From Chapter 6: “In a speech at Kean College in New Jersey on 11/29/1993 (https://www.youtube.com/watch?v=E7MVb...), Muhammad Khallid, then a national spokesman for Nation of Islam, launched a vicious attack against Jews that was reminiscent of Nazi propagandists. Jews, he said, controlled the White House, and the Federal Reserve System, Hollywood and the media. Their behavior in Germany forced Hitler to act the way he did. Jews, he continued, used the civil rights movement to exploit blacks…. To the familiar accusations of parasites and exploiters that antisemites have traditionally hurled at Jews, Khallid added a rarely used one—cannibals: ‘You are a European … people who crawled around on all fours …, eatin’ juniper roots and eatin’ each other.’” (Page 213).

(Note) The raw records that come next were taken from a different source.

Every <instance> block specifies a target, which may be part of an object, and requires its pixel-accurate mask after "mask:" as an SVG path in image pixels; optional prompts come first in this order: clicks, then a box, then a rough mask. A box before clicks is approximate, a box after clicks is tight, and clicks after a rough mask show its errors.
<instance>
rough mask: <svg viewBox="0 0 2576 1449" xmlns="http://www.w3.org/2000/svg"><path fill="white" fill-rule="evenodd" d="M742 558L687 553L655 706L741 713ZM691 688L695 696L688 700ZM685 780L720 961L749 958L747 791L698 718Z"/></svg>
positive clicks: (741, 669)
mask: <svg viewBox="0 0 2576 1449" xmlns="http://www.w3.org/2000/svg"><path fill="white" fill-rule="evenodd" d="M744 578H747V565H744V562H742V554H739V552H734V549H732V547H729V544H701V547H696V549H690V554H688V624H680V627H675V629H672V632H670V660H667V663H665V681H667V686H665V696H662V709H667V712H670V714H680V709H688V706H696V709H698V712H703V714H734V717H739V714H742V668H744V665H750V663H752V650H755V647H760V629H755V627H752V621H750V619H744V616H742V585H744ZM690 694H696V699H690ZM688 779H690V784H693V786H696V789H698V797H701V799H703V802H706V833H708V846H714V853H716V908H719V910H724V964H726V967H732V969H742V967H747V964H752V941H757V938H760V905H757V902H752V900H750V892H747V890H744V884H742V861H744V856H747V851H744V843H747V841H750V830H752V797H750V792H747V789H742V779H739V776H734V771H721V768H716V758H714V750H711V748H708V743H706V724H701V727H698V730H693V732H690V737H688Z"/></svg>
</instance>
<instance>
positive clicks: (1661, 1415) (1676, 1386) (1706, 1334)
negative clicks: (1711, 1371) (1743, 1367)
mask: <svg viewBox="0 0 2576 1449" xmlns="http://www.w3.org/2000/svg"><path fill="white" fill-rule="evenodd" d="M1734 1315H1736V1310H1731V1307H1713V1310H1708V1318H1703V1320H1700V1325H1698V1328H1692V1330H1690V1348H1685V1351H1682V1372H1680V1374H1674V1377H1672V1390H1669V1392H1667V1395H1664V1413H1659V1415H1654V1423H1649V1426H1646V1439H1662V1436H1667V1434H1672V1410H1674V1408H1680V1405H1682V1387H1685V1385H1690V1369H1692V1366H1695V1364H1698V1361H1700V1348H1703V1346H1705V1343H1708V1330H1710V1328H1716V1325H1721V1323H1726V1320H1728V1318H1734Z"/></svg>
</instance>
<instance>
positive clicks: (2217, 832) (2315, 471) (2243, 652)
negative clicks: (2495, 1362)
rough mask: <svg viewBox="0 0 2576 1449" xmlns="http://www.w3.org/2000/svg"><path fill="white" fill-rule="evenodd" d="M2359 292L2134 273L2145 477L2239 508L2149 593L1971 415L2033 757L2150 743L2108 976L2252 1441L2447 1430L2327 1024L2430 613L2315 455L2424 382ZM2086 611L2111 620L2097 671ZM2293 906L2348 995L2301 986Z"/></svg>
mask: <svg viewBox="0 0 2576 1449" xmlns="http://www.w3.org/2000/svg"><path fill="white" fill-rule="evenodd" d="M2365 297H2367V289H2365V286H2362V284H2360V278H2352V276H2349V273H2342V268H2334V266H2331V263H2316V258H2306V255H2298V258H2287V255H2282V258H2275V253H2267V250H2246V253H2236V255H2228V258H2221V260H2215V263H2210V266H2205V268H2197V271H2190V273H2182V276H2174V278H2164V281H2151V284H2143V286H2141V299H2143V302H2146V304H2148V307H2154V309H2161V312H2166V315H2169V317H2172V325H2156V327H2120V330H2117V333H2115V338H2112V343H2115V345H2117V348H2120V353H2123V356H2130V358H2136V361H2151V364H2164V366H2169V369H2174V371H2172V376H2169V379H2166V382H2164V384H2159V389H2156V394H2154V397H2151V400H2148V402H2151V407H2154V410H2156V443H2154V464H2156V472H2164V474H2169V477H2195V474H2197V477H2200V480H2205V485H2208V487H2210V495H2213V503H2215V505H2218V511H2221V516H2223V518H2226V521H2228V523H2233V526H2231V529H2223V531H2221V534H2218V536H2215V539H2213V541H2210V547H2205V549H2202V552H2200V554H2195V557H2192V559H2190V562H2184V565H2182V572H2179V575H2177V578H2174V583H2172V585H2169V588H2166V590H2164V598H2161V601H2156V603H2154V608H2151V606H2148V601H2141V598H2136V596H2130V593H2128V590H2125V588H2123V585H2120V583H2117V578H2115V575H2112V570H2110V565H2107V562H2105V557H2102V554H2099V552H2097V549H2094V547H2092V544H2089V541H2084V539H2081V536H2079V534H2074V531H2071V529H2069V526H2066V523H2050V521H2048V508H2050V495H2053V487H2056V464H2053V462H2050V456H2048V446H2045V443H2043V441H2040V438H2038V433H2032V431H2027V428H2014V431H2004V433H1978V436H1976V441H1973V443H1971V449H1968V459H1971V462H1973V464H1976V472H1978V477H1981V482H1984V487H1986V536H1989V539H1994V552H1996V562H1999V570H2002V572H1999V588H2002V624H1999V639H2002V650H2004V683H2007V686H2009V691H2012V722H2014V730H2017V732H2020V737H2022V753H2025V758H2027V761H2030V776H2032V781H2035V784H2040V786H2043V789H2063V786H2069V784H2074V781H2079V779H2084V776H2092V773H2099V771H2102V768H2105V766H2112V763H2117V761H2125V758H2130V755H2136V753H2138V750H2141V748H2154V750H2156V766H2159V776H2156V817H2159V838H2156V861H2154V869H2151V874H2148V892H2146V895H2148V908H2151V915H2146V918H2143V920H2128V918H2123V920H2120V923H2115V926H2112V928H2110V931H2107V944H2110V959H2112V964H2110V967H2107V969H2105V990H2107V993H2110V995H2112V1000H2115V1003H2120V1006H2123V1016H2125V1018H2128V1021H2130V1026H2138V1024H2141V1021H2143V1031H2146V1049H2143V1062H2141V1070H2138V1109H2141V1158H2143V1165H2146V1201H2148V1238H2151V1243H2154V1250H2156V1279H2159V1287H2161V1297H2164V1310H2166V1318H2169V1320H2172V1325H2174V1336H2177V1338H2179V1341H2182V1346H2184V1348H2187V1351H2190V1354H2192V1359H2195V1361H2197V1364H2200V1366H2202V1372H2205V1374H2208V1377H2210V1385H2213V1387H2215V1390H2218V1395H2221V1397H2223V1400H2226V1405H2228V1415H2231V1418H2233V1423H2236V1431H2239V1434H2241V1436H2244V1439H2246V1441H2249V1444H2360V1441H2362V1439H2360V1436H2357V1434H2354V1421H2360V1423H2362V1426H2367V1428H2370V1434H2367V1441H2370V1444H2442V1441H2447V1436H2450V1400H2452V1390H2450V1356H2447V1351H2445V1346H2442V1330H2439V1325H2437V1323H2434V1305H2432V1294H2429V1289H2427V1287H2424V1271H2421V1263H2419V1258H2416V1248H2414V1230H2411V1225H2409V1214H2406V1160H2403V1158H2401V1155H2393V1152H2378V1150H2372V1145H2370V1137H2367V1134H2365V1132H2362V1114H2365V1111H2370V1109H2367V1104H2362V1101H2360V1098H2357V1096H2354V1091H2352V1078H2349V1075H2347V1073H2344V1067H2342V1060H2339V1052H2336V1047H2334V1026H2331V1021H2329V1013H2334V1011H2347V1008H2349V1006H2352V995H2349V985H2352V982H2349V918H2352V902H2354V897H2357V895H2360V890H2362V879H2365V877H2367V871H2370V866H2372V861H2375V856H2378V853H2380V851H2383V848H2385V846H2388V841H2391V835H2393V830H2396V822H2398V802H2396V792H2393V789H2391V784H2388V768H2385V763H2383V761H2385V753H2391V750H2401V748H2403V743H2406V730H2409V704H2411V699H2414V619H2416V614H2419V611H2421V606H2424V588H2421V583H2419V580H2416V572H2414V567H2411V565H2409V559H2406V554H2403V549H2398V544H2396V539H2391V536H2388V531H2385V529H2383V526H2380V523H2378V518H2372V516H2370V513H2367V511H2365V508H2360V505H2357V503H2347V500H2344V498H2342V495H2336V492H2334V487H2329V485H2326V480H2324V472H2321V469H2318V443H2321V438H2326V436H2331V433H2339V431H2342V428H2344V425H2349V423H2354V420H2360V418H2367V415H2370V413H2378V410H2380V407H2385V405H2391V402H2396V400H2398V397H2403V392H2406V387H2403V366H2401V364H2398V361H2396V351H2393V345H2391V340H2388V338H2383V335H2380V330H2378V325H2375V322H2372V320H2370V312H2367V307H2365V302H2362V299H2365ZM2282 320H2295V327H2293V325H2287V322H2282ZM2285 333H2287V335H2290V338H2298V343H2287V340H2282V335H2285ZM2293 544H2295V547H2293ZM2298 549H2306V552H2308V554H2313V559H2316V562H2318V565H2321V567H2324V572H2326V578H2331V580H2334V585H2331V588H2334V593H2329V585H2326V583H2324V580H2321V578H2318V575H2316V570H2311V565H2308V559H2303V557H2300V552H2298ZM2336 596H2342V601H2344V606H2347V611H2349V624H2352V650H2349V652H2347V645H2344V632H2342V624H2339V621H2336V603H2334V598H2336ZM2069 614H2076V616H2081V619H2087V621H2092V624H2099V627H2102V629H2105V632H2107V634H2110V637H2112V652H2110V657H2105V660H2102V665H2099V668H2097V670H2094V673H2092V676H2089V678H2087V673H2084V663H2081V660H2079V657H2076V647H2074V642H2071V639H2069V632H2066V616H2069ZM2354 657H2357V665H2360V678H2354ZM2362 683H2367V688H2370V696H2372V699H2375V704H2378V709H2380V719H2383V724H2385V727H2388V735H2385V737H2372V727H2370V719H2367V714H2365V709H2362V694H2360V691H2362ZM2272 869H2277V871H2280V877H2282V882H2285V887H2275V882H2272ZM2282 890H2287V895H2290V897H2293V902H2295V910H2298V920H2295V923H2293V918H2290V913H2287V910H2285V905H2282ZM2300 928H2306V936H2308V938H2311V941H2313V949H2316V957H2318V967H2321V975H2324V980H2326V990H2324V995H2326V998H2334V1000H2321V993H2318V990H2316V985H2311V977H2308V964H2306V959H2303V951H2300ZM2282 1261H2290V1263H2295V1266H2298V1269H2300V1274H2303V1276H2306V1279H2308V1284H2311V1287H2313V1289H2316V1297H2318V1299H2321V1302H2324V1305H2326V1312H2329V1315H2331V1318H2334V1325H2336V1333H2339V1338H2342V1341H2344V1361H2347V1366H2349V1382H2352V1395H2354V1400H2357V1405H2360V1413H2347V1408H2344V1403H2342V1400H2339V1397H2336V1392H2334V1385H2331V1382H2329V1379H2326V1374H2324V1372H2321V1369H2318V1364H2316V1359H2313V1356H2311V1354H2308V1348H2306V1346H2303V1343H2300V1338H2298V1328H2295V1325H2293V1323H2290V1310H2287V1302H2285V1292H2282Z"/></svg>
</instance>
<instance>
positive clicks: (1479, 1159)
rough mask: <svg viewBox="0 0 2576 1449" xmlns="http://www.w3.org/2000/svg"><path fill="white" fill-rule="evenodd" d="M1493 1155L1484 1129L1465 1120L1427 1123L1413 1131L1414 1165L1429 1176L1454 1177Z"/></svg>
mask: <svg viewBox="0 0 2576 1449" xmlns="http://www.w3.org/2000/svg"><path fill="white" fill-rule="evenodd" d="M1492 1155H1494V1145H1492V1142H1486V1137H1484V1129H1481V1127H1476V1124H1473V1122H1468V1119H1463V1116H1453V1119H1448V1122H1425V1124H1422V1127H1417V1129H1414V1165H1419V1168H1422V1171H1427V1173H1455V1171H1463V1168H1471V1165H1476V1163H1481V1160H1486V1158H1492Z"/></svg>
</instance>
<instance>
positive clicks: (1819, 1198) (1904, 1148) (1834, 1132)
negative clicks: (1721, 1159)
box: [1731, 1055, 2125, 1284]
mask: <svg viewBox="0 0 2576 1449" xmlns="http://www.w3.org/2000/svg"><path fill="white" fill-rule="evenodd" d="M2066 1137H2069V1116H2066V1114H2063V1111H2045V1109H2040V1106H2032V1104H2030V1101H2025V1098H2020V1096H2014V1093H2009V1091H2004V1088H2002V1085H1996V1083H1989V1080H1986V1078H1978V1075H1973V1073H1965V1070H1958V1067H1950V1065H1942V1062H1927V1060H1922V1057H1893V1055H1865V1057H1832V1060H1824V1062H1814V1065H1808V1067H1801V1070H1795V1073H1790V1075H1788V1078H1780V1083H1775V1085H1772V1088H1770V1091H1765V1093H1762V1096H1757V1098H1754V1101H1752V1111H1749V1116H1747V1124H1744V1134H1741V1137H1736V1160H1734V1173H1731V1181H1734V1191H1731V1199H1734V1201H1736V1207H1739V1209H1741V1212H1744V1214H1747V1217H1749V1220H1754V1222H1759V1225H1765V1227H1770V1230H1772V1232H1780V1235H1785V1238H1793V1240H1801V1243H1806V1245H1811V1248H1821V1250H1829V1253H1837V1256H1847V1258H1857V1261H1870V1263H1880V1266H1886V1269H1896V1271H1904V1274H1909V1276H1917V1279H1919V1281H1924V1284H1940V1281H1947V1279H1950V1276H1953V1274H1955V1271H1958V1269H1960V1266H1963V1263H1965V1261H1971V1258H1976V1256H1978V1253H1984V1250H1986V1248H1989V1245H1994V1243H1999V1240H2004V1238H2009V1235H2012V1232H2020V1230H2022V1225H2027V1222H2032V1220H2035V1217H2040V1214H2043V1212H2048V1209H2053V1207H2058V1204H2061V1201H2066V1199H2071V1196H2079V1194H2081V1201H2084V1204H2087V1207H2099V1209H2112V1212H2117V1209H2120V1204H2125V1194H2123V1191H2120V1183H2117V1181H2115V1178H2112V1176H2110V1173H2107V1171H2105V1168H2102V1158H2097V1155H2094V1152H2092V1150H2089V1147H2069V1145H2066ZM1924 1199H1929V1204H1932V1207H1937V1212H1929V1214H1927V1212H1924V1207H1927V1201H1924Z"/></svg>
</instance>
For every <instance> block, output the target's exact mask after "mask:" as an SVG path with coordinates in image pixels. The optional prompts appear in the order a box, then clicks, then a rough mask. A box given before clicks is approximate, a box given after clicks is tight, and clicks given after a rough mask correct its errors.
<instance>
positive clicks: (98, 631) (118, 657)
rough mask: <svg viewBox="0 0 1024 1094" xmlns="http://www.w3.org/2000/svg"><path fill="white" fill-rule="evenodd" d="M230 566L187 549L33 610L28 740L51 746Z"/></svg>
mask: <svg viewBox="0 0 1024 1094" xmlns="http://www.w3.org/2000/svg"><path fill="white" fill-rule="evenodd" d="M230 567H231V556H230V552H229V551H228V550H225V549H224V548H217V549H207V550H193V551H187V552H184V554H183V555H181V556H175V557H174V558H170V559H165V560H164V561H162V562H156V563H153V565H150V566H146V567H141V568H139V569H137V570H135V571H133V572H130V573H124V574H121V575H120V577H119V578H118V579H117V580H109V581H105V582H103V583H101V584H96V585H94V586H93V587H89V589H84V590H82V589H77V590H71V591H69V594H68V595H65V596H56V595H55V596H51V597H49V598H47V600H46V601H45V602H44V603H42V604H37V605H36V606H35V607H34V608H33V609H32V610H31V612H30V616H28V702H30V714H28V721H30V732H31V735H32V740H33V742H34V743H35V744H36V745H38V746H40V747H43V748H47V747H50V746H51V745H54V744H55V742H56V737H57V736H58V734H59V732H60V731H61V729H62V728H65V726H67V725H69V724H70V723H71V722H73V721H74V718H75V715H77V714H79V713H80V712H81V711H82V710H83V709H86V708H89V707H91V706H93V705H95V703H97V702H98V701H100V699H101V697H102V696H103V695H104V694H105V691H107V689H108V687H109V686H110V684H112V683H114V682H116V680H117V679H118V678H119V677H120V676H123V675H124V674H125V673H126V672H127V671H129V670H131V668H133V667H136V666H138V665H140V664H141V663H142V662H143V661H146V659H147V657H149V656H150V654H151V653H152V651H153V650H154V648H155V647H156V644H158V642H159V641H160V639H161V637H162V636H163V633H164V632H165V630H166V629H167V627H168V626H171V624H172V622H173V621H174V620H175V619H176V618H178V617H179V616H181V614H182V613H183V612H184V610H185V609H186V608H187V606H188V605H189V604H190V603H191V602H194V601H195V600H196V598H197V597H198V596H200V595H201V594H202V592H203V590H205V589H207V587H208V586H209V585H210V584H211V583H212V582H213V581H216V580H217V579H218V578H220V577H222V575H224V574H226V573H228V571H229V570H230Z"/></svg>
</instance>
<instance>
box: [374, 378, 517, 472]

As stated at the outset I started reading this book for the first three chapters but as useful as those were in helping understand that material, I thought I took away a lot more new learning from Chapters 4, 5 & 6. Over the many years the one thing that has been true about antisemitism is that is has always been changing. Perry and Schweitzer show how mythmaking has remained a constant element in the development of this dangerous and hateful material. Highly recommended read.